[Beowulf] choosing a high-speed interconnect

Tue Oct 12 22:12:31 PDT 2004

Hi Matt:

  Good to see you here ... :)

Matt L. Leininger wrote:

>  
>
> 
>  There are multiple 128 node (and greater) IB systems that are stable
>and are being used for production apps.  The #7 top500 machine from
>RIKEN is using IB and has been in production for over six months.  My
>cluster at Sandia (about 128 nodes) is being used for IB R&D and
>  
>

FWIW I used the nice setup that the AMD Dev center team have set up for 
benchmarking and testing.  They have a nice IB platform there.

[...]

>   QP scaling isn't as critical an issue if the MPI implementation sets
>up the connections as needed (kinda of a lazy connection setup).  Why
>set up an all-to-all QP connectivity if the MPI implements an all-to-all
>or collectives as tree based pt2pt algorithms.  Network congestion on
>larger clusters can be reduced by using source based adaptive
>(multipath) routing instead of the standard IB static routing.  
>  
>

On features utility ... (qp scaling, ...)  (more to Mark than Matt here)

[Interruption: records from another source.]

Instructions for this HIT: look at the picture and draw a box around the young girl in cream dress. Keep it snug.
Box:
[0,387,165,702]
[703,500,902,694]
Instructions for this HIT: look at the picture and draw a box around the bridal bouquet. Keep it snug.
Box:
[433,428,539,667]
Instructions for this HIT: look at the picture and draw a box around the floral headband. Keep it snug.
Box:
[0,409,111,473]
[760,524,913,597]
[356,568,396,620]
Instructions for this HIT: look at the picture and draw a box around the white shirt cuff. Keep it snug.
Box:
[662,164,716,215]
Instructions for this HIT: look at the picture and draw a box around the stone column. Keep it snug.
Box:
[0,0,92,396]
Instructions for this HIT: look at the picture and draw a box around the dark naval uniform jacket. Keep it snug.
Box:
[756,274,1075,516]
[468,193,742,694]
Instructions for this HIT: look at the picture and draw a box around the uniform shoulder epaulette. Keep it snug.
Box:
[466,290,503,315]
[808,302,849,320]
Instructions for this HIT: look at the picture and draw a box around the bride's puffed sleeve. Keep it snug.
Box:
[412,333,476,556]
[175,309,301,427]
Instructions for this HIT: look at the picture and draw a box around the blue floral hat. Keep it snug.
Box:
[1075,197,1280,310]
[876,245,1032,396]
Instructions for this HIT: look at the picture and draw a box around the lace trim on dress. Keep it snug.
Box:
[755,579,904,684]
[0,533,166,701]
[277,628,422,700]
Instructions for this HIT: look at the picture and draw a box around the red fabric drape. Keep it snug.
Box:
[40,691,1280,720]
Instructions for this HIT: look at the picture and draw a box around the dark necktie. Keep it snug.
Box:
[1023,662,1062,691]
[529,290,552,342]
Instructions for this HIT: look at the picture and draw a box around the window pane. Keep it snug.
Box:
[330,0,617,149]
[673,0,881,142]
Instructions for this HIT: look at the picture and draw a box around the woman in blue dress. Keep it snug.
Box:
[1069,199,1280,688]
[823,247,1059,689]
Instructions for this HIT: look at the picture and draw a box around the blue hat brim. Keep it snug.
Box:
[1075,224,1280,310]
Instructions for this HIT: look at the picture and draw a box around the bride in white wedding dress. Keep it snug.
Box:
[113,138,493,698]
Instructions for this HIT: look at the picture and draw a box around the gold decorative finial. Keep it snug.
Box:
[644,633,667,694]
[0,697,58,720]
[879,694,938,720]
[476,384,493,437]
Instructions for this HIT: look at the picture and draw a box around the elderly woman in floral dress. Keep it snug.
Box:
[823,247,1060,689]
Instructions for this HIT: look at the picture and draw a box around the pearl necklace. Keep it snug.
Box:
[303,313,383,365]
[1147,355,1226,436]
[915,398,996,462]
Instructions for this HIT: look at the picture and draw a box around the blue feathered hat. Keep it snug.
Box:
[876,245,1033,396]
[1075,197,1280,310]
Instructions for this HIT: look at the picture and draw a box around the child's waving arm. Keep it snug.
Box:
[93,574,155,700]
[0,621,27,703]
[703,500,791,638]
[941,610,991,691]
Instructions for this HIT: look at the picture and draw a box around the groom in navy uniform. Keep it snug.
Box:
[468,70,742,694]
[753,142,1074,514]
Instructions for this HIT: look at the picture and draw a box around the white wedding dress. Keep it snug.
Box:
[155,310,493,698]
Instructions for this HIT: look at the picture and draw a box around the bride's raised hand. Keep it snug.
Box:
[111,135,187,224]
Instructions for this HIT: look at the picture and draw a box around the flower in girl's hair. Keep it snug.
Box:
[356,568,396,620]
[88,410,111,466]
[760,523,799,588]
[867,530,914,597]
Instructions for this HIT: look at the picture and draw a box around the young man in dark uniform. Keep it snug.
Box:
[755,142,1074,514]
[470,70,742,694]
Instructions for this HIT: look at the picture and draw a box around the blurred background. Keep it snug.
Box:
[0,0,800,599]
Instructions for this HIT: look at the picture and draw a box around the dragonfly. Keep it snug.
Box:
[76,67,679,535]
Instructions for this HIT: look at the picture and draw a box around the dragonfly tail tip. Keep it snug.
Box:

One of the things I remember as a "feature" much touted by the 
marketeers in the ccNUMA 6.5 IRIX days was page migration.  This feature 
was supposed to ameliorate memory access hotspots in parallel codes.  
Enough hits on a page from a remote CPU, and whammo, off it went to the 
remote CPU.

Turns out this was "A Bad Thing(TM)".  There were many reasons for this, 
but in the end, page migration was little more than a marginal feature, 
best used in specific corner cases.  Sure, someone will speak up and 
tell me how much pain it saved them, or made their code 3 orders of 
magnitude faster.  I never saw that in general.  I got better results 
from dplace, and large pages than I ever got from some of these other 
features.

The point is that there are often lots of features.  Some of which might 
even be generally useful.  Others might simply not be useful as the 
application level issues might be better served by other methods (as you 
pointed out). 

IB works pretty nicely on clusters.  So do many of the other 
interconnects.  If you have latency bound or bandwidth bound problems, 
certainly it would be worth looking into.

The original question was which to look at.  First the need needs to be 
assessed, and from there, a reasonable comparison may be made.  IB does 
look like it is drawing wide support right now, and is not single 
sourced.  It may be possible (though I haven't done much in the way of 
measurement) that tcp offload systems might help as well.  If you are 
not extremely sensitive to latency, you might be able to use these.  If 
you are, you should stick to the low latency fabrics.

>  Also remember that IB has a lot more field experience than the latest
>Myricom hardware and MX software stack.  
>  
>

Joe